Let $F:\mathbb{R} \to \mathbb{R}$ be locally Lipschitz, monotone and continuous. For the sake of concreteness only let us suppose it is of porous medium type (eg. $F(r) = r^{\frac 1m}$.)
Let $\Omega \subset \mathbb{R}^n$ be a bounded domain and let $Q=(0,T)\times\Omega$.
Given $u_0 \in L^\infty(\Omega)$ and $f \in L^\infty(Q)$, I have $F(u) \in L^\infty(Q) \cap L^2(0,T;H^{-1})$ with $u \in L^\infty(Q) \cap L^2(0,T;H^1)$ such that $$\int_0^T \langle (F(u))_t, \varphi \rangle + \int_0^T\int \nabla u \cdot \nabla \varphi = \int_0^T \int f\varphi$$ for all test functions $\varphi$. I also have the continuous dependence result for two solutions corresponding two two data: $$\lVert F(u_1) - F(u_2) \rVert_{L^1(0,T;L^1)} \leq C\left(\lVert u_{01} - u_{02}\rVert_{L^1} + \lVert f_1 - f_2 \rVert_{L^1(0,T;L^1)}\right).$$ Now I wish to extend my existence result to $L^1$ data satisfying a weaker formulation $$-\int_0^T \int F(u) \varphi_t - \int_0^T\int u \Delta \varphi = \int_0^T \int f\varphi$$ for smooth $\varphi$. Are there any standard tricks to do this using this continuous dependence result?
Of course we can approximate the $L^1$ data by $L^\infty$ data and using the above estimate (we obtain a Cauchy sequence and so) we find $F(u_n) \to F$ in $L^1(L^1)$ for some $F$ where $F(u_n)$ is the solution with data that approximates the $L^1$ data.

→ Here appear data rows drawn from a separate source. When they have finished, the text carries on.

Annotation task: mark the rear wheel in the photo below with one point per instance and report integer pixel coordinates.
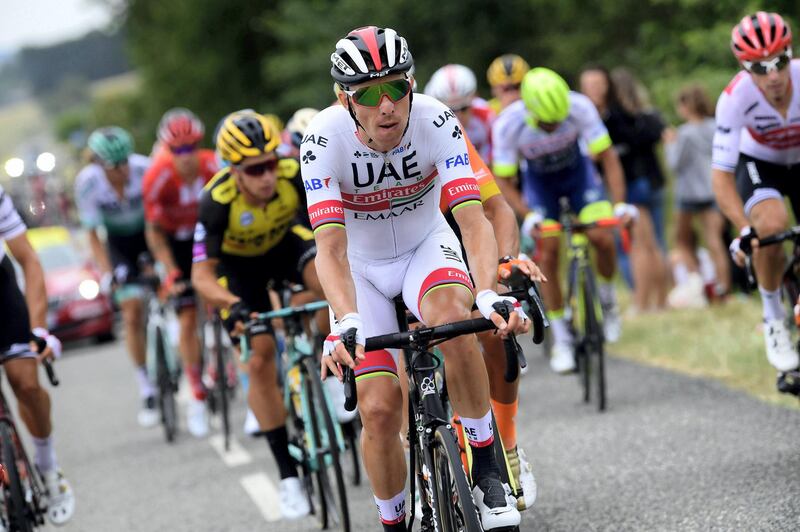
(593, 345)
(166, 389)
(329, 468)
(221, 390)
(451, 489)
(18, 511)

From this I can obtain $u_n \to u$ for some $u$ pointwise a.e., but this is not enough pass to the limit.
Edit: I am aware of the book on PME by J Vazquez. If I recall correctly he handles $L^1$ data rather differently and I would like to know whether the above approach can work.